もっとも、もし思考に乱れがあれば、考える以前に俺は肉塊へと変わってただろう。


 というか、そんなことを考える暇があるのなら決着をつけるべきだ、と思わないでもない。

 ふ、とわざとらしく笑い(無論、俺はそれが格好いいと思っている)、手の甲を僅かに出血する程度に傷を付けた。

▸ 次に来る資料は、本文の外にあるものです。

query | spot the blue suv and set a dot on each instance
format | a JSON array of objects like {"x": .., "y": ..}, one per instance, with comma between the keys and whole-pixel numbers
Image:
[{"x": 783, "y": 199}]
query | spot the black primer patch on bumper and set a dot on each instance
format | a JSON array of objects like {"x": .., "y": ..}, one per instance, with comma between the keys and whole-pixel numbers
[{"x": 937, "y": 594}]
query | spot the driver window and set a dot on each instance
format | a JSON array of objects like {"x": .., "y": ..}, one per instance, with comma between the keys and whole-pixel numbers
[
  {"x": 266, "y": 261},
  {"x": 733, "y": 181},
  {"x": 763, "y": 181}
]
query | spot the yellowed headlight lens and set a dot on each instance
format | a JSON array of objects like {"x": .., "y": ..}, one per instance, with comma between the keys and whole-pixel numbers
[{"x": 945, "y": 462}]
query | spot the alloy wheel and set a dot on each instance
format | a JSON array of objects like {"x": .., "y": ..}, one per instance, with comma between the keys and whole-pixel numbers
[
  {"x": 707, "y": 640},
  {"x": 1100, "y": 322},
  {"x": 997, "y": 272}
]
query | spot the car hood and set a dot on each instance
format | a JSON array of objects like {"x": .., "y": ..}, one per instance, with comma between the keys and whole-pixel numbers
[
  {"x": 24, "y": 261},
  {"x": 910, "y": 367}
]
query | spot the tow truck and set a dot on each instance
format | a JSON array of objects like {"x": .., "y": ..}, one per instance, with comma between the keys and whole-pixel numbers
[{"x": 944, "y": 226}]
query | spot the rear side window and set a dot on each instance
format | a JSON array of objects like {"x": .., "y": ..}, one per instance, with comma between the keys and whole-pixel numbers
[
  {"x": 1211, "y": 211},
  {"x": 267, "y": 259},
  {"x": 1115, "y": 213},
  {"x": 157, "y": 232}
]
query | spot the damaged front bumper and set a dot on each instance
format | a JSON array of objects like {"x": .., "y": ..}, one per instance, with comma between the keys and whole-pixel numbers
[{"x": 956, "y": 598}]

 出血の量は問題ではなく、魔剣に血液が付着することによって、魔術的に繋がりを得たことが重要だ。


 それによって、描く。

 為したい魔術、その式を。そして、構築する。


 源は魔血解放、果は鮮血沸騰。目的が明確ならば、その力によって働く存在も、呼び起こされる結果も、能動的、受動的、瞬間的に働いてくれる。


 それは一瞬で幾重にも紡がれる式。願い。想い。呪い。


 そして、解く。今我が力の全てを統べ、その全てを……。


「解放しやがれ!」


 途端に全身に燃えるような熱さを感じ、赤い霧、蒸気が身体からほとばしる。

 目の前が一気に赤く染まる。同時に言いようのないほどに高まる高揚感。


 その自らの身体の高ぶりに任せ、俺は飛翔()んだ。

 その衝動的な感情に全てを委ねた。


 何かを察し振り返る影。


 そいつの瞳に写ったのは、死神の鎌のように冷たく輝く刃だった。


 *

 

時間帯は健全な青少年はあまり外を出歩かないであろう、深夜。

 今宵も紅く染まる月夜は美しく、熱い身体に風は心地良い。


 そう、月は紅く空に映える。


 だが、それは自分だけに見える光景、魔術による狂的覚醒(トランス)作用によるもの。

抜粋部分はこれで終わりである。